A third bill, SB 1240, ensures that students referred to a school-based or community-based mental health service provider are assessed within 15 days of referral. There are further requirements, including when services must be initiated after the assessment.

The new measures follow a spate of bills that have become Florida law in the four years since the shooting.

Within three weeks after the shooting, the Marjory Stoneman Douglas High School Public Safety Act made changes to gun laws many thoughts weren’t possible in Florida.

It raised the minimum age to buy a rifle in Florida from 18 to 21, matching the federal law for buying handguns from licensed dealers. That law is still being challenged in court by the NRA.

The law also imposed a 3-day waiting period on gun purchases and banned “bump stocks,” devices that alter guns to “mimic automatic weapon fire.” They were used by the gunman in the Las Vegas shooting massacre six months before Parkland.

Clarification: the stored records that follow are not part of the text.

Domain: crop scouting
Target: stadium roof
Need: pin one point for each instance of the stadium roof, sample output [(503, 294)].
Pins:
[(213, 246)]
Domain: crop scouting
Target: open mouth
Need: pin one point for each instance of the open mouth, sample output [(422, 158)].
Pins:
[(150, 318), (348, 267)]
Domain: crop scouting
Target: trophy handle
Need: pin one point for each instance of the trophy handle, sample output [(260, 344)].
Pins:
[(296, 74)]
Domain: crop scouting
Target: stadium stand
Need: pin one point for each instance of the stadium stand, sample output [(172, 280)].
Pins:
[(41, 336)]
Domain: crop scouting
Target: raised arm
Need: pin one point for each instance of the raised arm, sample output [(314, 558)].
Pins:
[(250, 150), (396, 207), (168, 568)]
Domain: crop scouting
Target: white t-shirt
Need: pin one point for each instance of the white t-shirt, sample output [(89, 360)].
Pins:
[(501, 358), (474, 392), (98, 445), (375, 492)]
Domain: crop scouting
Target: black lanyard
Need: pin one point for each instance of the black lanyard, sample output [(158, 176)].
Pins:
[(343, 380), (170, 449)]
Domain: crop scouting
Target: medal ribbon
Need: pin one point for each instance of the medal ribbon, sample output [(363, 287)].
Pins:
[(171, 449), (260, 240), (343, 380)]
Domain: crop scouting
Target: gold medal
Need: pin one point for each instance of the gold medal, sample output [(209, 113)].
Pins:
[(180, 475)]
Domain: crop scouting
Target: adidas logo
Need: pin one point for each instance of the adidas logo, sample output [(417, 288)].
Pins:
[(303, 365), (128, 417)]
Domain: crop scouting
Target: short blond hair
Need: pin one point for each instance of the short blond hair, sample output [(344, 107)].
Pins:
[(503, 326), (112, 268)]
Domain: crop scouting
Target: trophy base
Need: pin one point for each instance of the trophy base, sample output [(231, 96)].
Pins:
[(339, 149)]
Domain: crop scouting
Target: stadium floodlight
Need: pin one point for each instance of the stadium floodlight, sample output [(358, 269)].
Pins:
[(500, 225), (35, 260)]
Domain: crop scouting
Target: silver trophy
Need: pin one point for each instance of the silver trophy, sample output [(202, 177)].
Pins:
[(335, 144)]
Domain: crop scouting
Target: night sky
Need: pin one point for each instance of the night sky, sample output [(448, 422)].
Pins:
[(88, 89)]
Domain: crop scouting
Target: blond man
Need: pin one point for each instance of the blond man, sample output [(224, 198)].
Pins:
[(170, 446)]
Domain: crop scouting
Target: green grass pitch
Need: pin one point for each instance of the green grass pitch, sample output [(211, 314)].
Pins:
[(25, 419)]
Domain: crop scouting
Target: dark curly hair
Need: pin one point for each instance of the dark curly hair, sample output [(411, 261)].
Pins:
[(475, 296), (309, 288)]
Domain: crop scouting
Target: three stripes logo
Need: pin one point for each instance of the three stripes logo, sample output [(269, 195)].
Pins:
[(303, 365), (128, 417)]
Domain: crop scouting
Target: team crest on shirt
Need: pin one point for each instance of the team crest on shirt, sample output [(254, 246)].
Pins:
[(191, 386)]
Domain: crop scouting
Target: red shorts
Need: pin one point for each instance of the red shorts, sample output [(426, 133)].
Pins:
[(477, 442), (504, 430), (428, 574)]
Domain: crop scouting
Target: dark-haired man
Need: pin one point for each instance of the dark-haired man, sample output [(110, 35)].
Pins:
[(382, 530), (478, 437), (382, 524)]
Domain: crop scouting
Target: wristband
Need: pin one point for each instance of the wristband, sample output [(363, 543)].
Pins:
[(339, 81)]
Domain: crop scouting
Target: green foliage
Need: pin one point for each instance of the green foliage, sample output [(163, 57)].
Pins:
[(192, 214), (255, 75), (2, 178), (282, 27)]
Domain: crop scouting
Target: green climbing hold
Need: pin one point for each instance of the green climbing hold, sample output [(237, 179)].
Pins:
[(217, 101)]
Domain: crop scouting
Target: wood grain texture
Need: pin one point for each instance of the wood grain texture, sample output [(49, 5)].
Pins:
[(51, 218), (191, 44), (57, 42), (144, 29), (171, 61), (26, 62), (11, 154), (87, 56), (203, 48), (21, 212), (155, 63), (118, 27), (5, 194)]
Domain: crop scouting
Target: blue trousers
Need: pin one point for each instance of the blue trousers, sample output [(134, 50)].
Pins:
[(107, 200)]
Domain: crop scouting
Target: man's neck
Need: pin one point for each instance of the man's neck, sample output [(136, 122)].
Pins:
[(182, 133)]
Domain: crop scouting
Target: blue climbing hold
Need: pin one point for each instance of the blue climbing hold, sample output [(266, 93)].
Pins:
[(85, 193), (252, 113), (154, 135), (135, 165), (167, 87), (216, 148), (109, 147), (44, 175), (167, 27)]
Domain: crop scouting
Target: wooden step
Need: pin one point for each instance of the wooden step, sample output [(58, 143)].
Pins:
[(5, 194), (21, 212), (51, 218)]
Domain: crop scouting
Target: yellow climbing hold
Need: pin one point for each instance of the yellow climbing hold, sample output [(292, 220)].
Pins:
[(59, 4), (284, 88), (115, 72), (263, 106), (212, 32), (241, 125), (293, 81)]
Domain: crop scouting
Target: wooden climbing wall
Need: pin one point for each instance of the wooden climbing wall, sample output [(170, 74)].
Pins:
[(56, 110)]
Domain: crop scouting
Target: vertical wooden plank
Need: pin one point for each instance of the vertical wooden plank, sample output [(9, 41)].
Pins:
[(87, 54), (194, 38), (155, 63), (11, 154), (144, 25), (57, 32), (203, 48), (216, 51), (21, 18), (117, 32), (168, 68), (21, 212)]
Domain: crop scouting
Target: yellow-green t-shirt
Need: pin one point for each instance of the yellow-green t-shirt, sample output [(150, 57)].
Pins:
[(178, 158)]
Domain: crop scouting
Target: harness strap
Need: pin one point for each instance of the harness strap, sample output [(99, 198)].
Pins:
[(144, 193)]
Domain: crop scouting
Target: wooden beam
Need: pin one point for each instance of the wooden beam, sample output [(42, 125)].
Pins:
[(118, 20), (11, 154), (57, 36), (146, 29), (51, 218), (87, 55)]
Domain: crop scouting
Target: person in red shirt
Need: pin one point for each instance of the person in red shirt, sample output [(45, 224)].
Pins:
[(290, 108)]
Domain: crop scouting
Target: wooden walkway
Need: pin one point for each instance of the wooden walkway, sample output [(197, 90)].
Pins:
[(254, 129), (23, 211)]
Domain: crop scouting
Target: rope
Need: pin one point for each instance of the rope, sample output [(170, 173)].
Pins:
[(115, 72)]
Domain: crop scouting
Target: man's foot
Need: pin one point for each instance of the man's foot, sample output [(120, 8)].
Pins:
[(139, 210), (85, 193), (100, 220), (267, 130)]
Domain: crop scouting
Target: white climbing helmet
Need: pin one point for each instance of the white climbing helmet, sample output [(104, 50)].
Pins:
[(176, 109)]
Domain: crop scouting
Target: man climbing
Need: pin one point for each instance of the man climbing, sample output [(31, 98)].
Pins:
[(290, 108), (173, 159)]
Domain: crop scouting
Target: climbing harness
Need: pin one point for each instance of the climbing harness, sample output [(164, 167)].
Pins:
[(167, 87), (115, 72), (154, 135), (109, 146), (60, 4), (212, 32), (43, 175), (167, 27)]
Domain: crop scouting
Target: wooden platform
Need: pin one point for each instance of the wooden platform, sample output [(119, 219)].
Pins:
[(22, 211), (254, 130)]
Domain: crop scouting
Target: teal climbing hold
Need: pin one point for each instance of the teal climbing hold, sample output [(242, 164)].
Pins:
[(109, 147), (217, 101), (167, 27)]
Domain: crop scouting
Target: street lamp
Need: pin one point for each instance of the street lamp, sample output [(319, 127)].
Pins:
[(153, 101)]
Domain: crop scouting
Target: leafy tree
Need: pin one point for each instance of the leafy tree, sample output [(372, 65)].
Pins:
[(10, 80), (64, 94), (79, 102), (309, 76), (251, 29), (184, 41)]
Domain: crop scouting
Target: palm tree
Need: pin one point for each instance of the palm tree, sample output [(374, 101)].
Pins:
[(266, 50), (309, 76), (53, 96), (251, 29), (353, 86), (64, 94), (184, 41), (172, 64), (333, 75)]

In 2019, the Trump Administration would ban them nationwide.

The bill implemented a “red flag” law, which allows law enforcement to seize firearms from a person deemed dangerous to themselves or others, with a judge’s approval.

It established the Office of Safe Schools within the Florida Department of Education to implement best practices on school safety, and created the School Safety Awareness Program.

The bill forced schools to conduct risk assessments, name a school safety specialist, and conduct active shooter and hostage situation drills “at least as often as other emergency drills.”

Lawmakers also allocated millions of dollars for the bill to harden Florida schools, making buildings more secure and hiring more school resource officers, though the deputy on campus that fateful day failed to engage the shooter.

That failure helped inspire the bill’s Coach Aaron Feis Guardian Program, allowing sheriffs and school districts to decide whether to train school personnel to be armed guardians on campuses. The following year, a separate bill expanded that program to include teachers.

In 2021, the legislature passed a bill establishing a parent’s right to get timely notification of threats at school or before a child is removed for a Baker Act examination.